Note that when you type NA in the code chunk, it will be a different color than other letters (and likely will be the same color as a number!)
Let’s add an NA value to the end of ages
and find the
mean()
. What happens when an NA is included in a
summarizing function?
ages2 <- c(ages, NA)
mean(x = ages2)
## [1] NA
It gives us back NA because as long as there is at least 1 missing value, most summarizing functions in R will give back NA.
The reason is this way we know that we don’t have all the data (aka there is at least 1 missing value).

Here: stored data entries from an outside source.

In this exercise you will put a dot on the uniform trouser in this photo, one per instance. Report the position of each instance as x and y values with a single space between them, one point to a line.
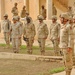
56 46
68 61
29 44
41 42
15 44
7 38
20 42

We can have R ignore the missing value by adding the argument
na.rm = TRUE
which stands for “Not Available: Remove” and
we want to tell it yes (yes = TRUE
)
mean(x = ages2,
na.rm = T)
## [1] 19.5
Now it will only use the 6 values in the data and completely ignore any NA values in the vector
Which functions require na.rm = T
and which don’t?
Unfortunately, like most answers in life, the answer is it depends.
You’ll learn which you need to specify na.rm = T
and
which removes missing values by default. But most of our default
summarizing functions defaults to na.rm = F
and will return
NA as long as there is at least 1 missing value
Getting Help inside RStudio
You can use either help(function_name)
or
?function_name
and RStudio will pull up the help menu in
the bottom right pane.
help(mean)
## starting httpd help server ... done
?sum
The help menus are very useful. I still use them frequently.
Like any language, you aren’t expected to memorize the exact name of every argument of every function. Just pull up the help menu!